Welcome to Mortgage Refinance


Monday, May 21, 2007

The Basics of Mortgages

When a buyer gets a mortgage, the home/residence will be security for the lender if the buyer defaults. The lender is the one who holds the title/deed to the house until the loan including the interest is paid off. In some states the lender holds a lien on the title or deed.

The Basics

* The Mortgage Amount

This will be the amount that you will get from the lender for your new place of residence. It comes with a term that states how the loan will be re-paid (time, interest etc...). The most used mortgage term is over a period of 30 years. This varies based on the borrowers current situation. If a borrower can afford higher monthly payments, they can choose to select a mortgage term that is shorter. Other common mortgage term lengths include 20 years, 15 years and 10 years. The longer your term is for, the lower your monthly payments will be.

* Amortization

Over the term of your loan, you will be paying monthly payment which include the principle and the interest rate. Usually the first few years of payment goes to the interest owed and during the final years it goes to the the principle. This is called amortization and is very common.

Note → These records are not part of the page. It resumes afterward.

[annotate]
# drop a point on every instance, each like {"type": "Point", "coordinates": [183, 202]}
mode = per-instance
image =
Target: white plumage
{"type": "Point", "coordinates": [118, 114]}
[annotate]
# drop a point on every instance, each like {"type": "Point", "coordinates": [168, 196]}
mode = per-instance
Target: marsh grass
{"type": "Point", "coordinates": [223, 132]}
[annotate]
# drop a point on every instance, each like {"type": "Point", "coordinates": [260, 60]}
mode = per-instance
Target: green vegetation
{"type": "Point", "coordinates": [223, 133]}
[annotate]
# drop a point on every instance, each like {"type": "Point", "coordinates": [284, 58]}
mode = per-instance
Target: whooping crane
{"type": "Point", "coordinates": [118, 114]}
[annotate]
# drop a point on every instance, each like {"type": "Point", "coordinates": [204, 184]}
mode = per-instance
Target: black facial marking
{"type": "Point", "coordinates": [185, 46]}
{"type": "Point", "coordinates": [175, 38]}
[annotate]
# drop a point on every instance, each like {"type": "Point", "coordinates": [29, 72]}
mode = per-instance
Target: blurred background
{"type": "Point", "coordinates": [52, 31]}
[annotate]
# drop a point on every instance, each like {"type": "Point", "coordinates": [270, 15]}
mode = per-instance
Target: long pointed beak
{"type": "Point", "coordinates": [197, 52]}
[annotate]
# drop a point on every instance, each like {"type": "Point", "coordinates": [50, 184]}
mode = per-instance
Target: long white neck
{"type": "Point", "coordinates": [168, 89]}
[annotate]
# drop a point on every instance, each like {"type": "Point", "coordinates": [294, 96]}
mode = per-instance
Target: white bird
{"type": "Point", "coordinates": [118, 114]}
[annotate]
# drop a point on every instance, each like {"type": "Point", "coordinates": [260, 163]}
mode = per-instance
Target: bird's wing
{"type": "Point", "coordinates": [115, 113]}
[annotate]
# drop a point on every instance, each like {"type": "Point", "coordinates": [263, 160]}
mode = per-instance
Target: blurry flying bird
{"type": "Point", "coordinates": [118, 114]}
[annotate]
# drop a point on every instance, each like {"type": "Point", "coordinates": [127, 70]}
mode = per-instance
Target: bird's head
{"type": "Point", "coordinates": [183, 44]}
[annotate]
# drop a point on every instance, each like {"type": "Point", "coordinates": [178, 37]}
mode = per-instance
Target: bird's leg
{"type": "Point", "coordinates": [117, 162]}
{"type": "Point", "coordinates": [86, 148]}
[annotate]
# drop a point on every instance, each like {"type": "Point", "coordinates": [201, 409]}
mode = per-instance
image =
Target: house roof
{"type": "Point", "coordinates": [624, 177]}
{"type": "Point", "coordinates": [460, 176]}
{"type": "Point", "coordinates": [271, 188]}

* Fixed or Adjustable Rates

It is important to choose an interest rate that works for you. Adjustable rate mortgages mean the interest rate changes throughout the entire term. Adjustable rates include both increases and decreases to the interest rate. The more secure fixed-rate means interest rate will never change during the term of the loan.

* Down Payment

The down payment is what you pay to get the loan in the first place. The down payment is not included in the loan and must be paid by the buyer. Generally, the larger down payment paid will reduce the amount of money the borrower will borrow. The bigger the down payment means lower monthly payments. Lenders tend to view mortgages with large down payments as more secure.

* Closing Costs

During closing, primary ownership of the house is transferred to the borrower. Closing costs are usually expressed as a percentage of the loan amount or in some cases the sale amount. This varies from state to state. During the closing, there will usually be extra transfer and recording fees. More closing fees might include taxes, attorney fees, title insurance, site survey, appraisal and documentation fees.

* Points

Points are a fee that lenders charge. A point equals 1% of the loan. For example if a loan of $100,000 is taken out, a point would equal $1,000.